Dec. 29th, 2008 02:37 pm
james_davis_nicoll: (Default)
[personal profile] james_davis_nicoll
If you were going to nominate one bit of SF from the 1970s as the most egregious example of unself-conscious sexism [1], which story would you pick?

My nominee: Hawksbill Station, a 1978 novel by Robert Silverberg (although it is based on an earlier shorter work). Our hero states at one point that the reason he dates women is because his cleaning won't do itself.

(Of course this being Silverberg, this may be characterization, like the bit in Across a Billion Years where the protagonist goes on at one point about how some of his best friends are androids but they can't really be expected to match the best humans can offer and having state sanctions to encourage equal or at least less unequal than in the past employment of androids is silly. The protagonist is by the most amazing coincidence human).



1: Which is to say, something that was not written in outraged reaction to Women's Lib.

Date: 2008-12-29 09:57 pm (UTC)
ext_9215: (barricade)
From: [identity profile] hfnuala.livejournal.com
Stand On Zanzibar, which I love but is really horribly sexist. The young women who I think are said to be 'on the circuit' who move in with men in return for sex with both the original man and their room mate. And the otherwise mostly sympathetic white researcher feels able to complain to his black room mate about said room mate's preference for white women.

It's the only Brunner I've reread since I was a teenager and it put me off reading any more. A classic case of women not being actual people.

Date: 2008-12-30 03:25 am (UTC)
From: (Anonymous)

As to the first part, yes, and very much so. As to the second, both complain about their roommate's choice of women:

"Prophet's beard, Donald, if I'd known you had a thing about dark meat I could have had my pick of --"

Only after this comment does Donald mention that all of Norman's women are Scandinavian, and advises him to try an Italian for a change "Frankly I think you're in a rut".

Norman later muses on his obsession with Scandinavians, and concludes:

"Allah be just to me, I'm a worse prisoner of historical circumstance than the oldest Red Guard in Peking!"
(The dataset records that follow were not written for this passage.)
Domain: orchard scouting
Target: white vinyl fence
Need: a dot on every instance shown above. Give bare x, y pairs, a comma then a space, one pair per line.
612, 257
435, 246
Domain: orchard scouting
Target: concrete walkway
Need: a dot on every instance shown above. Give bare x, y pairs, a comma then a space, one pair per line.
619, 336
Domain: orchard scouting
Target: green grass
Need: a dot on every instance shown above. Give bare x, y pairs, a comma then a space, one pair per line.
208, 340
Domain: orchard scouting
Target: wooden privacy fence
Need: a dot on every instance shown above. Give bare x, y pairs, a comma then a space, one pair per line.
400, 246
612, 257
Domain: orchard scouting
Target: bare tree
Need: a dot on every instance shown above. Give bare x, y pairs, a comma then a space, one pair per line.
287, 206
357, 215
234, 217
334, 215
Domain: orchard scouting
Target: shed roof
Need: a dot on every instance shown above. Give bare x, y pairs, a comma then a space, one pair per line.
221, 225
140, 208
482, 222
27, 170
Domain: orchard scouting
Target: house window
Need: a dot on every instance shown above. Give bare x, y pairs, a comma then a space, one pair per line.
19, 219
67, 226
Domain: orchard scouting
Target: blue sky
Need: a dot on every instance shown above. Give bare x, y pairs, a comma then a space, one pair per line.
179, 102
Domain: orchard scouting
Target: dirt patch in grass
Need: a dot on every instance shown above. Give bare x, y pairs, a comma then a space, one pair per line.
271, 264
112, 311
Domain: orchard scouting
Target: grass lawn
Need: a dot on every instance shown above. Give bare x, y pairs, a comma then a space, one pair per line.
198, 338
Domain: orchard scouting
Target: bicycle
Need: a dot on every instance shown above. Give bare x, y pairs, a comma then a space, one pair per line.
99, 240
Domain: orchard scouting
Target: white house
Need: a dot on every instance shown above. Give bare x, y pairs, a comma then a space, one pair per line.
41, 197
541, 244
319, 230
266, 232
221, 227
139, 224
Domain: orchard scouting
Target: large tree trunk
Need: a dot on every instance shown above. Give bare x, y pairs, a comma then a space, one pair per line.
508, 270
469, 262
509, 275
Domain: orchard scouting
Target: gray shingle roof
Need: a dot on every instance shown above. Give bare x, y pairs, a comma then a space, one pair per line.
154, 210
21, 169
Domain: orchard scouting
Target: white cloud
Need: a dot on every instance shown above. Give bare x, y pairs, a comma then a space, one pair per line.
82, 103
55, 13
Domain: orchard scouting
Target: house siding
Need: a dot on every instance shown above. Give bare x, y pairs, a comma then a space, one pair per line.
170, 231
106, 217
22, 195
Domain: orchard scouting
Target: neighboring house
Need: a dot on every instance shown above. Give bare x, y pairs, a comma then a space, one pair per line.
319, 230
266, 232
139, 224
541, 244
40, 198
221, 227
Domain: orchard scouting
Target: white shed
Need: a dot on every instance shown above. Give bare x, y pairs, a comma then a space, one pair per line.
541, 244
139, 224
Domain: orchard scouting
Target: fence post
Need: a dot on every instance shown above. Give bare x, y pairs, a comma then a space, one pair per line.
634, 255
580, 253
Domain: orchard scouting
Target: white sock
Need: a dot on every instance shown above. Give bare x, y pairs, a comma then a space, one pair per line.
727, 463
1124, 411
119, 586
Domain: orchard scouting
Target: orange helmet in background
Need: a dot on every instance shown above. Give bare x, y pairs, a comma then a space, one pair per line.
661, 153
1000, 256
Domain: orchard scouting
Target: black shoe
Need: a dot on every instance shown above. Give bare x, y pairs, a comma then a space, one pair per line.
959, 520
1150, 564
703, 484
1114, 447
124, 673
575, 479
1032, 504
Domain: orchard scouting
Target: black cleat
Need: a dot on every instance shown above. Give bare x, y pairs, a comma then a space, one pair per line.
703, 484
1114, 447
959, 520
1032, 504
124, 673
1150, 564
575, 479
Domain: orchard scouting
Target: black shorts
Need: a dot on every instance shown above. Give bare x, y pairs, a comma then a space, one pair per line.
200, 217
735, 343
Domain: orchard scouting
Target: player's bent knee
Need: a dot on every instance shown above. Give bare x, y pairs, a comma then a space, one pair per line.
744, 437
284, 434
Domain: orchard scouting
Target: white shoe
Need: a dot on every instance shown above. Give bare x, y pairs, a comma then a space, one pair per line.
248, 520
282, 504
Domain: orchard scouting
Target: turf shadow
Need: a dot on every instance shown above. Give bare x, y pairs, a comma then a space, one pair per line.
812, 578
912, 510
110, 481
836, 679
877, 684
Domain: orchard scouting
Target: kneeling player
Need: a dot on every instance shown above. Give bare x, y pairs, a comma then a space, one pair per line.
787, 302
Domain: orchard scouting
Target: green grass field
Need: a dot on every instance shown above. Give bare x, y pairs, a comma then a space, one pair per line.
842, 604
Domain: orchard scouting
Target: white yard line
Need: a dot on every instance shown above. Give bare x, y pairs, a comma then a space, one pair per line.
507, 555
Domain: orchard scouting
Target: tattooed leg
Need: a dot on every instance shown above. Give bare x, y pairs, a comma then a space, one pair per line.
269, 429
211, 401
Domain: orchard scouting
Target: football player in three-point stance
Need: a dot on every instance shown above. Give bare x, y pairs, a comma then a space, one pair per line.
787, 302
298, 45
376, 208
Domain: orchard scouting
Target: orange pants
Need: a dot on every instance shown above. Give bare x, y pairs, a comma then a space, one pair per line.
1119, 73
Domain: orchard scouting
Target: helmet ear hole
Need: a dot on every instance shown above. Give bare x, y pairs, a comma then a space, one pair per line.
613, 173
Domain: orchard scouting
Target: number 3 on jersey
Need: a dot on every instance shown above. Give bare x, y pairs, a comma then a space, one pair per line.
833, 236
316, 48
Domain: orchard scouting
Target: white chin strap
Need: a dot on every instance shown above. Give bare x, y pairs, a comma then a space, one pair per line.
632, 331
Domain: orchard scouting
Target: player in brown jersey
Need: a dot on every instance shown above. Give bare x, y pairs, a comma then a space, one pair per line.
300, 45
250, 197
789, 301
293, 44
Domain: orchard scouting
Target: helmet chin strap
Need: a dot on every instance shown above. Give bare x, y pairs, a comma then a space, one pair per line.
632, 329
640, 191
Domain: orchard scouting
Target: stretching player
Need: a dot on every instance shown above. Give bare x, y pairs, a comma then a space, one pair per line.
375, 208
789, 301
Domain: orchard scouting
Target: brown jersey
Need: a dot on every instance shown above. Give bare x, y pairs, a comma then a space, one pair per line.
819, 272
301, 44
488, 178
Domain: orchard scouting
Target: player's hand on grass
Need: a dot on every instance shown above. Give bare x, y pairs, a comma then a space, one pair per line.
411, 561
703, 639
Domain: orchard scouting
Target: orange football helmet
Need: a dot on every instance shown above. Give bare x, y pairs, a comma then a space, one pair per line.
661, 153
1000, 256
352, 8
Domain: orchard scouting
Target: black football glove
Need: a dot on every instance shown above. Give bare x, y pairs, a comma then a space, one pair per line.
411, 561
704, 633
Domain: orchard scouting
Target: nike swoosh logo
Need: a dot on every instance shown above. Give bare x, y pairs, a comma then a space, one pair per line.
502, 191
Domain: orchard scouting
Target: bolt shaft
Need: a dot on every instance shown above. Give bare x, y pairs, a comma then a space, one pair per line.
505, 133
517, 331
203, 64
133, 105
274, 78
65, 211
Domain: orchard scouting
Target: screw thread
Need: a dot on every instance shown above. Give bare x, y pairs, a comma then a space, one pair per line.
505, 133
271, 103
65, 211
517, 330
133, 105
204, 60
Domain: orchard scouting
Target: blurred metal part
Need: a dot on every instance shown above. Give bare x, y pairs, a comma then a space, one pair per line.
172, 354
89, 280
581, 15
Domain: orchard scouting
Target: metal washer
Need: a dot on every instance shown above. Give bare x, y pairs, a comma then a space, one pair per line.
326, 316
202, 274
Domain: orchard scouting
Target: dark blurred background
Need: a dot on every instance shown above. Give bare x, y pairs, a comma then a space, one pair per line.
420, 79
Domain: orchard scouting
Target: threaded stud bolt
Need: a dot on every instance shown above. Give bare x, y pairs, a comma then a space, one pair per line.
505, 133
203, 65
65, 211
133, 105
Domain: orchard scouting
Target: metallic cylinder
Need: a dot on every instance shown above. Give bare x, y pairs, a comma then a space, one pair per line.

As far as I know we don't find out the cause of Donald's preference. In fact as the novel starts he isn't in a relationship (assuming that word can be used to describe this sort of thing) as he's rather pining for the last one, who is portrayed as the only truly independent woman ever to live in the apartment


William Hyde

Date: 2008-12-30 05:41 am (UTC)
From: [identity profile] mmcirvin.livejournal.com
I think a lot of this sort of thing was going around in post-Sexual Revolution social SF. They were doing the usual thing of extrapolating some then-current trend in a linear or exponential way, and the particular trend under examination (for reasons that are not hard to guess) was promiscuity rather than feminism. So everyone in the future is a swinger, but women are still chattels, they're just chattels that men tend to share or swap instead of hoarding them.